German industry is still very concerned. The brunt of new trade barriers is felt not by China but by other trade partners such as Germany. The German government must respond to the sharper tax competition created by the US tax reform.

One year into the presidency of Donald Trump, the Federation of German Industries (BDI) is still not sounding the all-clear. “Our worst fears have not materialised but German industry remains very concerned,” said BDI President Dieter Kempf in Berlin ahead of the first anniversary of Trump’s inauguration as president.  

“Our companies are worried about the substantial rise in the use of unjustified anti-dumping measures by the US,” said Kempf. He added that the brunt of these new trade barriers is felt not by China but by other trade partners such as Germany.  

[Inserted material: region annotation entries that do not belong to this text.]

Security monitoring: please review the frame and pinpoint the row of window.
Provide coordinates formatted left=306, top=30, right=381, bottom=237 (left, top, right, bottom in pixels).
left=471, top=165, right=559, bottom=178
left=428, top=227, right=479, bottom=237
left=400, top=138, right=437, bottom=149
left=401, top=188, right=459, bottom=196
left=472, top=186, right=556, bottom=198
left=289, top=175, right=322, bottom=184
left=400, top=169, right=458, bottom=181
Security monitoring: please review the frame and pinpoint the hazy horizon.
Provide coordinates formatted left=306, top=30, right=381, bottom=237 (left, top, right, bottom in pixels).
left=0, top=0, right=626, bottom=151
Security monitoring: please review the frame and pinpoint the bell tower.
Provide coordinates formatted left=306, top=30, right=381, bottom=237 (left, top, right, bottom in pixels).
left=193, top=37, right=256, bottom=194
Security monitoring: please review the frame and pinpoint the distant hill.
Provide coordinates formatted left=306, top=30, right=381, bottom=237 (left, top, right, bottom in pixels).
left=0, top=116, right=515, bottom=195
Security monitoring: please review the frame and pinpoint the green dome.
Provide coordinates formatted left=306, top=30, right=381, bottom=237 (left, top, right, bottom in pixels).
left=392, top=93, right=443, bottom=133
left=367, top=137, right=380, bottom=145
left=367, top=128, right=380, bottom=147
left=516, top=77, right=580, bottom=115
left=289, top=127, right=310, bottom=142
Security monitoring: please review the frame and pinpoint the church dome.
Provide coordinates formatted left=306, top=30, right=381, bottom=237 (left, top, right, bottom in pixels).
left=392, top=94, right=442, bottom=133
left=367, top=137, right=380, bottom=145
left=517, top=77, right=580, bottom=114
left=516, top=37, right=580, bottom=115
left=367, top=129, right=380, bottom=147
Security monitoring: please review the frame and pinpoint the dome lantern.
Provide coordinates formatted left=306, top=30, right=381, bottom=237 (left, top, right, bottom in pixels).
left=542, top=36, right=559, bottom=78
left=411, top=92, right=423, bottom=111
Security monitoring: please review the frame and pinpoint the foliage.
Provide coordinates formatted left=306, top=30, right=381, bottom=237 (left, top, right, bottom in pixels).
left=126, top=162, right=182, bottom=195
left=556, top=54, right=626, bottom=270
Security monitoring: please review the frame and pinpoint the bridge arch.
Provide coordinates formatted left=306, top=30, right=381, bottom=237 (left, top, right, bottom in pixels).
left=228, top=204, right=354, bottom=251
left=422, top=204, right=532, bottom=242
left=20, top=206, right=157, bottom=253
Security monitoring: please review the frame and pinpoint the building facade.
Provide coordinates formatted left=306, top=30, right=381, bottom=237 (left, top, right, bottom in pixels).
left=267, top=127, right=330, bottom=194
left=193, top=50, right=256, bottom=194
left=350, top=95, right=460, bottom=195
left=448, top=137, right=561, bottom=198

With the tax reform behind him, Trump can focus more on trade policy this year, said Kempf. If the US president sticks to his electoral pledge to take a stronger stance against trade partners like China to protect US industry, negative consequences are to be expected. “An escalating trade dispute with China would have dramatic consequences for Europe as well. A withdrawal of the US from the Nafta trade agreement would severely hit German companies operating in the region,” warned the BDI president.  

“Protectionism is ultimately bad for all sides, including the US. The future German government must take a clear stance against overt and hidden protectionism,” urged Kempf. He went on to advocate rule-based trade and EU free trade agreements with strategic partners.  

The economic policy of the US president has so far failed to provide the urgently needed investments in infrastructure. The US tax reform will step up tax competition enormously. “The German government must now respond with structural tax reforms to ensure that Germany remains competitive as a business location,” emphasised the BDI president.